Зикко поднимается, отряхивает колени. Дергает концы шейного платка.
— Как скажешь, — на губах начинает лепиться слово «папа», и мальчик прикусывает губу. — Как скажешь.
Он поворачивается и уходит. Старый Рокко возвращается в дом, где в верхней спальне теперь будут пустовать все три кровати.
Взвыл бы, да стыдно.
Вставать с похмелья трудно. Внутри все колышет и волнуется, будто желудок превратился в трюм захваченного штормом корабля. Таким Рокко поднимается наутро; хватается за спинку кровати, голоса едва хватает позвать слуг и попросить воды.
Лучше б, думает он, глядя на отразившегося в тазу косматого красноглазого старика, и вовсе не вставать. Незачем теперь.
Вдруг — рябью по воде — кто-то чужой в комнате. Рокко оборачивается — нет, не чужой. Будто снова глядит на свое отражение, в собственные глаза, помолодевшие вдруг на целую жизнь. Невольно замечает — ведь вошел, поганец, так, что я не заметил…
Зикко говорит:
— Ты сам сказал, что больше мне не отец.
В руке у него — тот самый первый в его жизни кинжал. Рокко-то думал, сын давно уж затерял его, как за детьми водится. Вот, значит, что потребовал Король Убийц.

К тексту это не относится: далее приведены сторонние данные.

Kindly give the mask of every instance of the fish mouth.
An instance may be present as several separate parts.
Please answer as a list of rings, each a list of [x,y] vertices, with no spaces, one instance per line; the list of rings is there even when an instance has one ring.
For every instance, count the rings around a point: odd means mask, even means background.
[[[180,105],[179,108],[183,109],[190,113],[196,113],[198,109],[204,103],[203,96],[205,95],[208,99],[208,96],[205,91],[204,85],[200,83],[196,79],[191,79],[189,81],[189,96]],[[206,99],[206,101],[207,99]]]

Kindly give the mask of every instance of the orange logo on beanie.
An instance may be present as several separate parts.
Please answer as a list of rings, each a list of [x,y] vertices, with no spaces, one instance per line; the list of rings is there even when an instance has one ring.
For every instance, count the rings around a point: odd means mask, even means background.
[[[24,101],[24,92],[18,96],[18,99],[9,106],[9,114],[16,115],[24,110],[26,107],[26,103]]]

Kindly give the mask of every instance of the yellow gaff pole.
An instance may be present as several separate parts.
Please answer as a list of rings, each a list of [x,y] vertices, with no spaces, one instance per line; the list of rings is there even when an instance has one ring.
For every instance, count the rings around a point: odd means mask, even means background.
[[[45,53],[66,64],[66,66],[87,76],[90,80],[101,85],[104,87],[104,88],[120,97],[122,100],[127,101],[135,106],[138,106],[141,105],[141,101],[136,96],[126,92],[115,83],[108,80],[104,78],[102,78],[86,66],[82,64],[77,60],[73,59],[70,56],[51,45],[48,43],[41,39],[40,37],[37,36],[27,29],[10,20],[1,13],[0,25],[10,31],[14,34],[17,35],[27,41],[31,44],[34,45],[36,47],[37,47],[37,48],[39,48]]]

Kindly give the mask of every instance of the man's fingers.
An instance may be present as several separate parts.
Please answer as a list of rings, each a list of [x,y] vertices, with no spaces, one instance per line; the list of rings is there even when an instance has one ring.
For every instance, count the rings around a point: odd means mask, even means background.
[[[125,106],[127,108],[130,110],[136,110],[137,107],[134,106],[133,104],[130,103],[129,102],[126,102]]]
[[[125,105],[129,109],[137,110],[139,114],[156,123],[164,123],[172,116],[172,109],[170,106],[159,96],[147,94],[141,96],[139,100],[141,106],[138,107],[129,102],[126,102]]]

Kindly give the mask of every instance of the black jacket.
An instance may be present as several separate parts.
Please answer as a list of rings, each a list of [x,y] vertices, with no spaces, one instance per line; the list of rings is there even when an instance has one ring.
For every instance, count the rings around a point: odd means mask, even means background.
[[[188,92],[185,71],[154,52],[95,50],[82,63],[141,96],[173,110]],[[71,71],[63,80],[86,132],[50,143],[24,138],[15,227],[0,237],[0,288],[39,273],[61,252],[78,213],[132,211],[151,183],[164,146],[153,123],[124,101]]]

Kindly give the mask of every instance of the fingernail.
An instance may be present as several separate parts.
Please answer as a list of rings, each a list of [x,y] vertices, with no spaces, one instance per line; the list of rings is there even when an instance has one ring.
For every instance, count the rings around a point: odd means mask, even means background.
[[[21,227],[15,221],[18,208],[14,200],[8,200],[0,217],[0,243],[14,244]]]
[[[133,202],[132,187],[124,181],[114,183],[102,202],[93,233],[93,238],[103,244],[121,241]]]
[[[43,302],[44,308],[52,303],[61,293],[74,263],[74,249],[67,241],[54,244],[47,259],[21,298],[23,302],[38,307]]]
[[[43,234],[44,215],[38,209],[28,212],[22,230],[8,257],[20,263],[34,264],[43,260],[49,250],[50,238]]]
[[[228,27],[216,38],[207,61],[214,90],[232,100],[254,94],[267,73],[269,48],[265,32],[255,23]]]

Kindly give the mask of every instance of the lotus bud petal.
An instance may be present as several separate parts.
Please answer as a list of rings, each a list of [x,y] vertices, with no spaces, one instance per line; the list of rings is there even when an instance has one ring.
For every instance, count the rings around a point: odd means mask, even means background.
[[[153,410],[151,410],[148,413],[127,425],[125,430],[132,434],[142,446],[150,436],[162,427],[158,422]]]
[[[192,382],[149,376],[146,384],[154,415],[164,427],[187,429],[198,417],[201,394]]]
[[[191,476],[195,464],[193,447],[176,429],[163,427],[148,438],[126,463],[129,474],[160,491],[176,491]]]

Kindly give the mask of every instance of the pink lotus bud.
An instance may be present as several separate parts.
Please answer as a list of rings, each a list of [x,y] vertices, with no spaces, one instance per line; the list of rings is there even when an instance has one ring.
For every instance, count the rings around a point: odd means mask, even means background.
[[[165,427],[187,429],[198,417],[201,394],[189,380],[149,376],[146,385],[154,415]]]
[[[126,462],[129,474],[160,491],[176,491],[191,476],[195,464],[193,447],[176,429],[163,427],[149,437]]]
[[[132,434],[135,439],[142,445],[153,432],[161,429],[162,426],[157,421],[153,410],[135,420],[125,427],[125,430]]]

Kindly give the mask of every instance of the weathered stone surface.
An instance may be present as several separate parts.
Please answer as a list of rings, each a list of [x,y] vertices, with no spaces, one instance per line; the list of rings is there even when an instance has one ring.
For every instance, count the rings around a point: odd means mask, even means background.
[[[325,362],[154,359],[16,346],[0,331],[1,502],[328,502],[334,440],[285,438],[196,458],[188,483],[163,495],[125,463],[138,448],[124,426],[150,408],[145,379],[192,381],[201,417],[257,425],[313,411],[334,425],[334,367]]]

В онесте сказано — нельзя выполнять заказы на собственную семью.
А ведь он уж совсем разочаровался! Хорошо умирать с легким сердцем, еще лучше — когда сердце наполнено гордостью, как у Рокко. Умница его мальчик, умней своего старика, все сделал правильно. И застал его, стреляного воробья, в таком беззащитном положении. Конечно, захоти Рокко по-настоящему, отвлек бы, успел бы дотянуться до стилета, что всегда под подушкой. Но ведь — сын. Один раз можно смухлевать, и Король Убийц посмотрит сквозь пальцы.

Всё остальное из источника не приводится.